Logical/physical nodes currently include scan, filter, projection, join, aggregate, sort, and limit.
Physical implementation rules live in `optimizer::physical_rules`, translating logical nodes into
physical ones through a simple rule set.
Physical properties are represented in `optimizer::properties` (currently only ordering).
Cardinality estimation skeleton lives in `optimizer::estimation`.
Catalog and analyze hooks live in `metadata::catalog` and `metadata::analyze`.
Name resolution and type utilities live in `metadata::validate`, `metadata::type_inference`, and
`metadata::type_coercion`.
Typed logical explain and costed physical explain live in `planner::LogicalPlan::explain_typed`
and `planner::PhysicalPlan::explain_costed`.
Adapter capabilities and parameter binding live in `adapter`, with a mock adapter supporting
plan validation and recorded plans for tests.
Benchmarks live under `benches/` for parser and optimizer throughput.
FFI notes live in `docs/FFI.md`, with C ABI skeleton under `ffi/` and bindings placeholders
under `bindings/`.
Diagnostics utilities live in `diagnostics` and error codes in `error::ErrorCode`. SQL formatting
helpers live in `chryso-core::sql_format`, and plan diffing utilities live in `chryso-planner::plan_diff`.

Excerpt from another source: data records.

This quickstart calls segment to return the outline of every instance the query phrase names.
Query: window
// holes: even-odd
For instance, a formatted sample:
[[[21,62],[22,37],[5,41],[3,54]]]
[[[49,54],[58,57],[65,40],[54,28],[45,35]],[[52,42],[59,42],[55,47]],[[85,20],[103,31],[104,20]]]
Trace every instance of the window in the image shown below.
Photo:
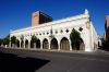
[[[58,34],[58,31],[56,31],[56,34]]]
[[[44,35],[45,35],[45,33],[44,33]]]
[[[69,33],[69,29],[66,29],[65,32]]]
[[[82,31],[83,31],[83,28],[82,28],[82,27],[80,27],[80,28],[78,28],[78,31],[80,31],[80,32],[82,32]]]
[[[47,35],[48,35],[49,33],[47,32]]]
[[[60,33],[63,33],[63,31],[61,29]]]

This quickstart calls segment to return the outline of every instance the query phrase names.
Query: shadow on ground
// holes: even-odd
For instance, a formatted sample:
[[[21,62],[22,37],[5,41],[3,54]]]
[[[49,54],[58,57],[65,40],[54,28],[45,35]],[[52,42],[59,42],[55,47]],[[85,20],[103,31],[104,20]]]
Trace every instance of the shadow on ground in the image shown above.
[[[0,72],[35,72],[48,62],[49,60],[21,58],[0,52]]]

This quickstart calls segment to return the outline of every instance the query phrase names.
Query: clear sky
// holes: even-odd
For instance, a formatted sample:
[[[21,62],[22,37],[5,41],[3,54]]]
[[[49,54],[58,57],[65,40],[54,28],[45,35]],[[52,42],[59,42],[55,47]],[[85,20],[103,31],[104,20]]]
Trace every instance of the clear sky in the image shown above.
[[[105,15],[109,15],[109,0],[0,0],[0,38],[10,29],[31,26],[32,13],[43,11],[60,20],[84,13],[87,9],[98,34],[105,32]]]

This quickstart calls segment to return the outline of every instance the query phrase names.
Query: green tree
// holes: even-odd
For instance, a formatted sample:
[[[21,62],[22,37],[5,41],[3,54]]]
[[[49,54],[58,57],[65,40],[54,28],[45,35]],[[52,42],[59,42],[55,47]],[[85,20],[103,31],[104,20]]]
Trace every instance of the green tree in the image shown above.
[[[35,46],[36,40],[37,40],[37,37],[35,35],[33,35],[32,39],[31,39],[31,47],[32,48]]]
[[[70,39],[71,39],[72,48],[77,50],[82,41],[80,33],[73,28],[70,34]]]
[[[14,44],[15,45],[15,43],[16,43],[16,37],[15,36],[12,36],[11,37],[11,44]]]
[[[0,46],[3,44],[3,39],[0,38]]]
[[[3,45],[9,45],[10,44],[10,35],[3,38]]]

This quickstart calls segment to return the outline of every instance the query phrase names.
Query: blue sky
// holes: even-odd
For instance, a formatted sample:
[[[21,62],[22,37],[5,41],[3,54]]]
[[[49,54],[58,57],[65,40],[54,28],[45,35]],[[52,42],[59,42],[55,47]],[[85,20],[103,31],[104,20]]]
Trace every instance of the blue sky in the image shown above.
[[[105,32],[105,15],[109,14],[109,0],[0,0],[0,38],[10,29],[31,26],[32,13],[43,11],[60,20],[82,14],[87,9],[98,34]]]

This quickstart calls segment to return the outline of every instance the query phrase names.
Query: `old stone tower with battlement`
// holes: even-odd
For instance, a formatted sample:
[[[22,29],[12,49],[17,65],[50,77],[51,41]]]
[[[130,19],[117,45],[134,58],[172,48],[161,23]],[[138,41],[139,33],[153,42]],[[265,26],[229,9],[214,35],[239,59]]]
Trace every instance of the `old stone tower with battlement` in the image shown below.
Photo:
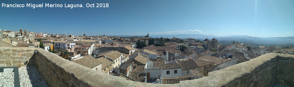
[[[203,41],[203,45],[206,49],[209,50],[211,48],[217,49],[218,40],[214,38],[211,41],[207,38]]]

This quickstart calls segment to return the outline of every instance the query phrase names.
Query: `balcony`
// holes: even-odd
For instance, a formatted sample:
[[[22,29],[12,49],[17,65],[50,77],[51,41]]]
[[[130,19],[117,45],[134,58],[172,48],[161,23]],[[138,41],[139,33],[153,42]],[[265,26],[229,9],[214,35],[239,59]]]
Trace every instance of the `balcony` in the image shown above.
[[[34,53],[35,50],[37,53]],[[294,86],[293,55],[268,53],[209,73],[208,76],[173,84],[127,80],[91,70],[40,48],[0,47],[0,55],[2,55],[0,56],[0,66],[36,66],[51,87],[272,87],[277,83]],[[14,62],[18,60],[16,58],[21,58],[22,61],[20,63]],[[6,63],[6,61],[11,64]]]

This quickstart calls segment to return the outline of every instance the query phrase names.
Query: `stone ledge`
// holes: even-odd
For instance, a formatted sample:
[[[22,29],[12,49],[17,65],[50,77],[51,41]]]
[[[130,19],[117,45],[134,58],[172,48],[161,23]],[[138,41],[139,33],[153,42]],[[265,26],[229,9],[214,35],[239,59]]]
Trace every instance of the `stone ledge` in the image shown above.
[[[288,59],[290,62],[293,63],[294,60],[294,55],[285,54],[275,53],[270,53],[263,55],[253,59],[250,61],[245,62],[235,65],[226,68],[211,72],[209,76],[200,78],[180,81],[179,83],[173,84],[152,84],[143,83],[126,80],[125,79],[118,77],[101,72],[95,71],[80,65],[78,64],[67,61],[54,53],[46,51],[39,48],[15,47],[0,47],[0,50],[4,50],[7,49],[22,49],[26,50],[31,50],[32,51],[36,50],[38,51],[38,57],[41,56],[44,58],[41,58],[37,60],[37,63],[44,63],[44,61],[48,61],[47,63],[50,66],[44,67],[44,64],[39,64],[44,70],[50,70],[48,68],[51,68],[54,69],[54,71],[50,71],[52,75],[47,77],[43,76],[44,78],[49,78],[51,80],[46,81],[51,81],[47,83],[54,84],[54,81],[59,81],[59,84],[55,84],[61,86],[120,86],[120,87],[146,87],[146,86],[240,86],[243,84],[241,82],[235,82],[234,81],[241,80],[246,81],[246,83],[248,83],[247,86],[256,86],[261,83],[262,81],[257,81],[256,76],[252,76],[253,74],[260,72],[270,72],[271,71],[275,73],[277,69],[277,63],[272,62],[273,60],[277,60],[277,58],[285,58]],[[26,50],[27,51],[27,50]],[[24,55],[26,56],[26,55]],[[38,58],[38,59],[39,59]],[[270,65],[270,63],[276,63],[275,67],[273,67],[272,69],[265,69],[263,71],[259,71],[258,70],[264,68],[265,66],[268,66]],[[11,66],[10,65],[7,65]],[[59,68],[58,69],[58,68]],[[39,70],[39,71],[40,70]],[[52,72],[54,72],[54,73]],[[256,72],[255,73],[255,72]],[[44,74],[46,73],[43,73]],[[273,73],[274,74],[275,73]],[[270,75],[270,74],[268,74]],[[265,76],[260,76],[259,77],[264,77]],[[266,77],[266,76],[265,76]],[[56,79],[54,78],[56,78]],[[260,77],[261,78],[261,77]],[[273,77],[273,78],[276,77]],[[52,78],[54,78],[52,80]],[[245,80],[243,78],[248,78],[252,80]],[[265,79],[266,80],[266,79]],[[273,82],[275,83],[275,82]],[[48,83],[49,84],[49,83]],[[49,85],[50,85],[49,84]],[[268,85],[264,86],[270,86]]]

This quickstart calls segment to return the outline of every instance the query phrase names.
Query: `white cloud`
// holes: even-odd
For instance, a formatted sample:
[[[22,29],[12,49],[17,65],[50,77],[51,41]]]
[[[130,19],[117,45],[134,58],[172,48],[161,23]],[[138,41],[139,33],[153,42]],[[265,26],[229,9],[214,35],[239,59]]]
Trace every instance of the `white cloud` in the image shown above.
[[[199,33],[202,33],[202,31],[200,31],[200,30],[189,30],[189,31],[192,31],[193,32],[198,32]]]

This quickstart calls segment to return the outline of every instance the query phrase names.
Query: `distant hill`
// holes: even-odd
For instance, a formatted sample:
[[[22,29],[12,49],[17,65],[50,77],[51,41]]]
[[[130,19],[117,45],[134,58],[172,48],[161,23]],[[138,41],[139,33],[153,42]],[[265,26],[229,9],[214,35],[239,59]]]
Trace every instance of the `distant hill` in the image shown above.
[[[122,36],[134,36],[123,35]],[[218,44],[223,44],[224,45],[231,44],[233,41],[235,42],[238,41],[241,43],[248,44],[254,47],[258,47],[259,46],[294,46],[294,36],[285,37],[252,37],[247,35],[231,35],[225,36],[215,36],[213,35],[207,35],[198,34],[179,34],[149,35],[152,38],[157,37],[171,38],[174,37],[181,39],[186,39],[188,38],[194,39],[203,41],[207,38],[210,40],[212,39],[214,36],[218,39]]]

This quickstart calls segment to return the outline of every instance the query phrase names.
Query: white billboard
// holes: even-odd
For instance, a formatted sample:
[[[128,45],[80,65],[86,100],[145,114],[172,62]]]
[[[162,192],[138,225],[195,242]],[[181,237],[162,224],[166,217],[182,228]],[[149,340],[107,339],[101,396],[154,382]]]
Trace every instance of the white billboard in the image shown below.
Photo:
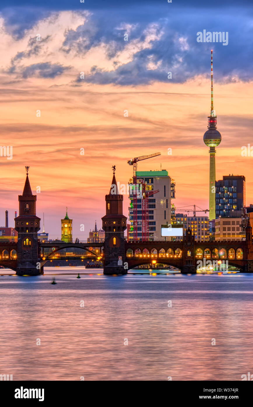
[[[182,228],[162,228],[162,236],[182,236]]]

Join algorithms are modeled in `planner::JoinAlgorithm` (hash/nested loop) and index scans in
`LogicalPlan::IndexScan`/`PhysicalPlan::IndexScan`. Property enforcement lives in
`optimizer::enforcer`.
Function registry lives in `metadata::functions`, with window functions represented in the AST.
Top-N rewrites are handled by optimizer rules producing `LogicalPlan::TopN`/`PhysicalPlan::TopN`.
## Statistics & Analyze
`metadata::StatsCache` stores table/column stats. `ANALYZE` will populate:
- Row count
- Distinct count
- Null fraction
- Histogram (later)
These feed the cost model and rule decisions (e.g., join order, index selection).
## Dialect Strategy
- Dialect is a first-class config.
- Parser emits a common AST with dialect tags where needed.

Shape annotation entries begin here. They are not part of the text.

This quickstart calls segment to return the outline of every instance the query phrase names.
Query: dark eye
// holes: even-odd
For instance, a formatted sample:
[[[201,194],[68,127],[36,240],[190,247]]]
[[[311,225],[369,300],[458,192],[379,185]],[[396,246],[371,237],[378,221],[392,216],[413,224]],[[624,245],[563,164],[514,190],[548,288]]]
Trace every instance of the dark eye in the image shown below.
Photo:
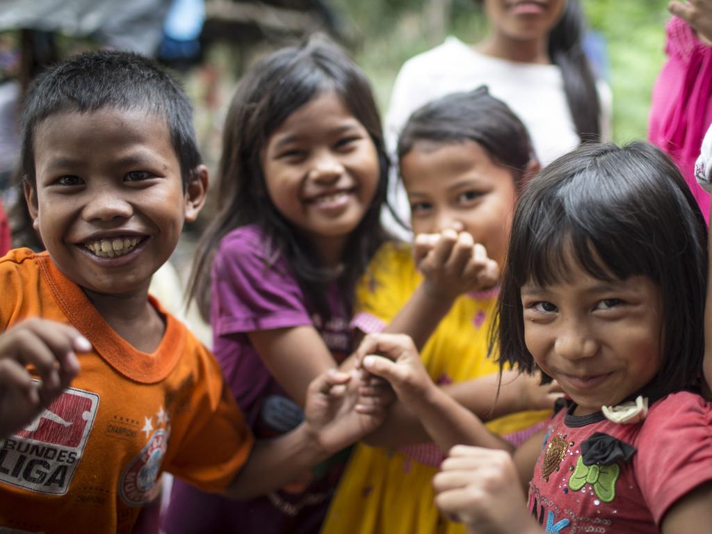
[[[78,176],[68,174],[66,176],[59,177],[59,178],[57,179],[55,183],[57,184],[58,185],[64,185],[70,187],[75,185],[81,185],[82,184],[84,183],[84,181]]]
[[[532,305],[532,308],[538,312],[540,312],[542,313],[552,313],[556,311],[556,306],[550,302],[547,302],[546,300],[535,303]]]
[[[410,205],[410,212],[413,214],[423,214],[433,207],[430,202],[413,202]]]
[[[358,141],[360,139],[360,137],[356,137],[355,135],[351,135],[347,137],[342,137],[336,142],[336,145],[335,145],[334,146],[337,148],[337,150],[339,149],[342,150],[347,150],[351,148],[353,144],[356,141]]]
[[[140,182],[142,180],[147,180],[152,176],[153,174],[148,171],[131,171],[126,173],[124,179],[127,182]]]
[[[471,202],[482,196],[482,193],[478,191],[465,191],[457,196],[458,201],[462,203]]]
[[[623,301],[619,298],[604,298],[597,305],[599,310],[610,310],[616,306],[622,304]]]

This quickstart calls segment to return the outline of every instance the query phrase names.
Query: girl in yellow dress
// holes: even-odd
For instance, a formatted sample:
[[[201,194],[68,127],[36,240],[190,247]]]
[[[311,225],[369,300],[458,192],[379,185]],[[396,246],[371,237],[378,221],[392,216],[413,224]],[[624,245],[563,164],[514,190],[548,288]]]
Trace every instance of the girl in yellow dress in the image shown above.
[[[488,334],[515,202],[538,169],[529,135],[481,88],[415,112],[397,153],[416,237],[377,254],[357,288],[354,326],[409,334],[432,379],[518,444],[540,428],[554,394],[513,371],[498,389]],[[464,532],[433,503],[442,451],[403,405],[367,441],[379,446],[355,448],[323,533]]]

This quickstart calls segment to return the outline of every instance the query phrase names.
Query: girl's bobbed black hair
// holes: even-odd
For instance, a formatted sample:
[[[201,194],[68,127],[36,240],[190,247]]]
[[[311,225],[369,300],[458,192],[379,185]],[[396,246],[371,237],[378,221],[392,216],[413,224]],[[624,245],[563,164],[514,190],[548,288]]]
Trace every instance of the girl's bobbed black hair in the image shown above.
[[[571,255],[594,278],[648,277],[662,295],[661,367],[645,393],[690,387],[701,375],[707,229],[674,164],[649,143],[583,145],[524,188],[514,214],[498,308],[502,366],[531,372],[520,289],[566,281]]]

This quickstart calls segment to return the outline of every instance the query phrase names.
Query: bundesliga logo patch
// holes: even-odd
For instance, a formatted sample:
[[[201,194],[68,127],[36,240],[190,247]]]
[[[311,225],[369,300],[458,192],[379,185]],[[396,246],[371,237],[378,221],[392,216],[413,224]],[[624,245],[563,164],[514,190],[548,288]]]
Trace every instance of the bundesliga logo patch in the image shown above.
[[[0,481],[64,495],[99,407],[99,395],[69,388],[11,438],[0,440]]]

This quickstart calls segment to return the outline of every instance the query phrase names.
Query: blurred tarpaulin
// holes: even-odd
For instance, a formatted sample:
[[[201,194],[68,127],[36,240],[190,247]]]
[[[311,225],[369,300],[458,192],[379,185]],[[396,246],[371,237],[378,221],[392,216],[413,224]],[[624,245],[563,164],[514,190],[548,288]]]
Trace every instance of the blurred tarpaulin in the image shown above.
[[[0,31],[26,28],[89,37],[154,56],[172,0],[0,0]]]

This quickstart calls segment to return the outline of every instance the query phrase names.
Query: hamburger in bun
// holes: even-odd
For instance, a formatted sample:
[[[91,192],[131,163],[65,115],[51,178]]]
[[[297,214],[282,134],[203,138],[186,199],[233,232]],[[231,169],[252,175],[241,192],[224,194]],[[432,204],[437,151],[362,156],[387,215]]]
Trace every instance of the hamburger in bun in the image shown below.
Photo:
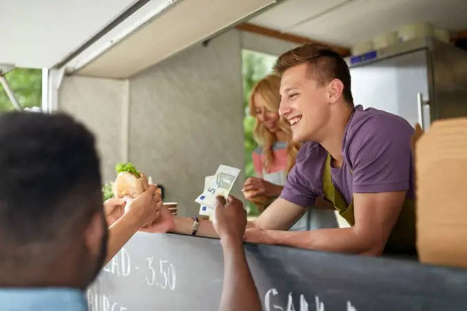
[[[148,177],[130,163],[115,165],[117,178],[112,185],[113,196],[122,198],[126,196],[136,198],[149,187]]]

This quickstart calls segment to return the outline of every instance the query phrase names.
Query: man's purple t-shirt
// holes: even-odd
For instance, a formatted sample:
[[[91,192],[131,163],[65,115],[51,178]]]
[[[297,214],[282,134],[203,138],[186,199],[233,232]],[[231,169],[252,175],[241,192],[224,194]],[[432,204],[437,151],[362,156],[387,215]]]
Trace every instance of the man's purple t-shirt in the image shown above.
[[[331,168],[332,183],[348,205],[354,193],[407,190],[407,198],[413,198],[410,149],[413,132],[409,122],[398,115],[355,107],[342,142],[343,163],[341,168]],[[312,206],[316,198],[323,197],[327,155],[320,144],[305,143],[297,154],[280,197],[302,207]]]

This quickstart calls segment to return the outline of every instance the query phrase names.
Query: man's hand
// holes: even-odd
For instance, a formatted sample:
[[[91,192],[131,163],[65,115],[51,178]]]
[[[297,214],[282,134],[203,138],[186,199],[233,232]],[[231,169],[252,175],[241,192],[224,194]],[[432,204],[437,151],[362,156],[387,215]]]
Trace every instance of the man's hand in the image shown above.
[[[136,198],[124,197],[123,200],[126,202],[125,213],[135,217],[139,227],[150,224],[161,214],[162,199],[161,194],[157,193],[157,187],[155,185],[150,185]]]
[[[126,202],[117,198],[111,198],[104,203],[104,213],[107,225],[111,226],[125,214]]]
[[[141,227],[139,231],[151,233],[166,233],[172,231],[174,227],[174,216],[169,209],[162,207],[159,218],[150,224]]]
[[[221,241],[235,240],[242,242],[247,227],[247,211],[238,199],[229,196],[216,198],[212,224]]]

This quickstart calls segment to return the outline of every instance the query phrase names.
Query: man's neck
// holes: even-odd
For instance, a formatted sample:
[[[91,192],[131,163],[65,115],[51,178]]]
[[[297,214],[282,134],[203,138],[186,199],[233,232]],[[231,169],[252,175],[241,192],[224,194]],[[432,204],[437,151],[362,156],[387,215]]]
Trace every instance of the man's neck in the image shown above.
[[[277,141],[287,141],[287,134],[283,130],[278,130],[275,133]]]
[[[349,122],[353,109],[345,103],[340,103],[345,107],[338,106],[338,104],[333,107],[332,117],[327,125],[326,135],[319,143],[326,150],[332,157],[332,164],[334,168],[341,168],[343,162],[342,157],[342,142],[345,134],[345,128]]]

- Logical layer remains dialect-agnostic.
Parser roadmap lives in `docs/PARSER.md`.
## Executor Adapter Strategy
Adapters should expose:
- Plan translation (physical plan -> engine-specific API)
- Execution and row materialization
- Capability flags (e.g., supported operators)
DuckDB adapter is the first target, but the interface is designed so a Velox adapter can be added without altering the optimizer core.
## Language Boundary
Rust core stays stable and minimal in public API. For C++/Go/Java:
- Provide a C ABI facade (ffi crate) for AST/plan creation and optimization.
- Keep serialization formats stable for plan exchange.
## Demo
The current demo flow (in `src/main.rs`) parses a SELECT statement, builds a logical plan, converts it to a physical plan, and runs it through a mock adapter. DuckDB execution is gated behind the `duckdb` feature flag.
## Testing
See `docs/TESTING.md` for helper APIs that execute the pipeline and expose explain output for assertions.